すべては「新しいレンズのための、かつてないデザインを」という一言から始まりました。まず、タムロンの経営陣、開発者から海外現地法人まで、多くの人々にインタビューを行い、必要なことは単なる新製品のデザインではなく、タムロンの新しいカタチを描き出すことだという確信を得たのです。
私たちは先端技術と、技術と人の接点であるデザインを融合させるべく、「デザイン・エンジニア」として活動しています。カメラのレンズはまさに最新技術の象徴ともいえる存在ですが、今回はタムロンの技術力を支える人々の息吹がレンズを手にする方々にも伝わり、さらなる愛着を呼ぶような「ヒューマンタッチ」が重要だと考えました。
その上で注目したのが、かつてのタムロン製品のシンボルだったリングです。リングは古代文明においては指や腕、首など、骨と骨をつなぐ関節を守る魔除けであり、現代でも結婚などの大切な“関係の証”として用いられています。そこで、レンズとカメラをつなぐ関係の証となるリングを、マウント部にデザインすることにしたのです。当然、新しい構造を採用するわけですから、機構設計の緻密な調整作業が必要になるなど、外見だけに留まる話ではありません。しかし、これによって新ラインナップのどんなタイプのレンズにも、同じ位置に美しく輝くルミナスゴールドのリングが現れる。そしてそれが、新しいタムロンそのものを象徴する証になると考えたのです。

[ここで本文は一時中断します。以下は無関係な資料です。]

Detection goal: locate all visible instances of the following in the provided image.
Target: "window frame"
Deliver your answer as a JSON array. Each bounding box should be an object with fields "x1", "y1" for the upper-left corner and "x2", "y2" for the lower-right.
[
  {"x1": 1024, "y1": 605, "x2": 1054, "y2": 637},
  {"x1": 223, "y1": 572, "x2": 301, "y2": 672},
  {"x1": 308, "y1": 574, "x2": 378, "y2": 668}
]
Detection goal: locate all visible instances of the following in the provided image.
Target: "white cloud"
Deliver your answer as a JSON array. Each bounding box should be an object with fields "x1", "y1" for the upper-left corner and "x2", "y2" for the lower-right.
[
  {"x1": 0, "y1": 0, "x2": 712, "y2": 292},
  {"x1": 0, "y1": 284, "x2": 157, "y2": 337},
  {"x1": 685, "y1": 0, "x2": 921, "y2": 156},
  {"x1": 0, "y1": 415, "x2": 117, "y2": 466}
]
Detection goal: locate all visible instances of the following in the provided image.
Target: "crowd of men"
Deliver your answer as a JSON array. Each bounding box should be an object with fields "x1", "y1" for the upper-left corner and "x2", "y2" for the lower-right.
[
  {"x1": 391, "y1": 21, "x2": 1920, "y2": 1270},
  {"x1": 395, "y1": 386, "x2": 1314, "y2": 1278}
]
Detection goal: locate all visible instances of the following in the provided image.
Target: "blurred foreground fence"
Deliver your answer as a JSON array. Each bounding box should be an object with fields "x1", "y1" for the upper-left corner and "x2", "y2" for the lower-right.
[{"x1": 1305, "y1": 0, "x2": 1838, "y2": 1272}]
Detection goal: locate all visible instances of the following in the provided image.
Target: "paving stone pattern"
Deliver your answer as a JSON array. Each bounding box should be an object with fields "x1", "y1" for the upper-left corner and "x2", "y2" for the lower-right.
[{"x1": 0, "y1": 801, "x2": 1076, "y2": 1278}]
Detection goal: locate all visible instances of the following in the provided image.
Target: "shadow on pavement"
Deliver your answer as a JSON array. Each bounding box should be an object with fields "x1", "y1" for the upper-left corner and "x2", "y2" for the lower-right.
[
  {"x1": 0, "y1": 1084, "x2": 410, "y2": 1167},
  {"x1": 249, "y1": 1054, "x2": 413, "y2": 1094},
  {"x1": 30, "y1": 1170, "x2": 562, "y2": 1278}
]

また、フォルムには有機的な曲線を用い、親しみやすさ、馴染みやすさを考慮しました。レンズボディには金属を採用し、高性能・高品質にふさわしいものに。スイッチ部分は大きくすることで、柔らかな感触を実現。記載された文字の書体も一からデザインし直し、より見やすいものへ。あらゆる人に使いやすく、ユーザーフレンドリーなデザインを追求しました。
タムロンとお客様の、新しい関係を作り出す試み。ヒューマンタッチから始まる、かつてなく豊かな体験が、このデザインに込められているのです。